Spare a thought, or better a present, for Nick Clegg. He may have the trappings of power – his own office in Downing Street, civil servants to do his bidding and a referendum on electoral reform, but he's still not worth more than £140 to anybody.
No 10 yesterday released details of all the gifts, travel and meetings of ministers in the new Coalition Government. David Cameron was showered with presents worth more than the £140 declaration limit by everyone from Status Quo frontman Francis Rossi to President Obama.
Silvio Berlusconi, the Italian Prime Minister, gave him a set of very expensive ties, while the King of Bahrain gave him jewellery and a clock. In his first two months of power Mr Cameron was given two iPads – the first one of which he paid to keep, while the second, from the New York Mayor Michael Bloomberg, he rejected.
By contrast, Nick Clegg was not given a thing – with a "nil return" listed on the official documents under his name. Even the Home Secretary, Theresa May, received a handbag and an iPad.
The documents also reveal that one of the first meetings held by Mr Cameron after he took over No 10 was with Rupert Murdoch, whose newspapers were enthusiastic backers of the Conservatives during the election.
Two months later, the Prime Minister also met Aidan Barclay, who runs the Telegraph, another media backer of the party. Other well known faces to cross the Downing Street threshold included Sir Bob Geldolf, the new owner of British Steel Ratan Tata, and representatives from BP and Facebook.
Mr Clegg, by contrast, entertained the former head of the UN, Kofi Annan, the chair of the constitutional reform select committee and the leader of the Canadian opposition.
In a separate release of papers, it emerged that Lord Mandelson's Business, Innovation and Skills department spent £694,236 ferrying ministers around during the height of the recession. Overall, the cost of providing chauffeur-driven cars for ministers rose by nearly £500 to £6.74m.
Transport Secretary Philip Hammond said the Coalition was determined to reduce the bill.
What he got from...
It's not unusual for French Presidents to give British Prime Ministers' wine, but Mr Sarkozy also gave David Cameron a set of tennis racquets.

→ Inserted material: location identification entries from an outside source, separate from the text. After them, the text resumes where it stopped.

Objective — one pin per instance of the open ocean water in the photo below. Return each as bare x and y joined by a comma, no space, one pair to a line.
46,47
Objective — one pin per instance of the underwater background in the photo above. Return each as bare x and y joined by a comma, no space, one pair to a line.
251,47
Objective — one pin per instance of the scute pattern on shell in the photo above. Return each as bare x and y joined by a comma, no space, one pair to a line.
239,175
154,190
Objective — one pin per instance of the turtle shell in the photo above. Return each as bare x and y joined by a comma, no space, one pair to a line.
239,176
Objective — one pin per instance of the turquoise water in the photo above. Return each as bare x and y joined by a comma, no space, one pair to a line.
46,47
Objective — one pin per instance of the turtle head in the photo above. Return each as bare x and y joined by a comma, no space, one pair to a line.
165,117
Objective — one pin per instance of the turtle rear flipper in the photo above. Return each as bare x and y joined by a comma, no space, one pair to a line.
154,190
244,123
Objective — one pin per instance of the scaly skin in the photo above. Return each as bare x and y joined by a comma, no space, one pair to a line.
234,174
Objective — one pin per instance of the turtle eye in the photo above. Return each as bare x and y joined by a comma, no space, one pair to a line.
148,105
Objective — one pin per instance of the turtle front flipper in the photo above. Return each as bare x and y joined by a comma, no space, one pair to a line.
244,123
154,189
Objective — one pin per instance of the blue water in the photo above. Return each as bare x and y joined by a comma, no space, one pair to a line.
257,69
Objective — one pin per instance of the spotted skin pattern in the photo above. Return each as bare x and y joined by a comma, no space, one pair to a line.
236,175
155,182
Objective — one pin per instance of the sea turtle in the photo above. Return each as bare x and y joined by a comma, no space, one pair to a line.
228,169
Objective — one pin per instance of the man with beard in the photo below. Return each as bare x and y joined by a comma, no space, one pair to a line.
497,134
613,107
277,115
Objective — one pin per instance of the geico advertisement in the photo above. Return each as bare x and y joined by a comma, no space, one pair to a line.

Intriguingly, they are currently being held by the Government for the purposes of "official entertainment".
The Status Quo singer gifted a 200-year-old bottle of Glen Rossie whisky. Mr Cameron wrote to say he would save it "until Sam's going 'down, down'." But he was not being entirely honest, as the whisky has also been put towards "official entertainment".
The President gave Mr Cameron a signed lithograph by Ed Ruscha, Column With Speed Lines. His works can sell for millions of dollars. Mr Cameron gave Mr Obama a print by Ben Eine, one of his wife Samantha's favourite artists, worth less than £140.
The Mayor of New York must have thought himself thoroughly modern with his gift of an iPad. But Mr Cameron had already been given one.
Lord Harris of Peckham
The Carpetright boss gave the Prime Minister a wooden and silver box – but Mr Cameron was more grateful for the donation of £90,000 to his campaign to be elected Tory leader.
The Afghan president gave Mr Cameron a bowl. Downing Street provided no details, but it was apparently not beautiful enough for the PM to keep.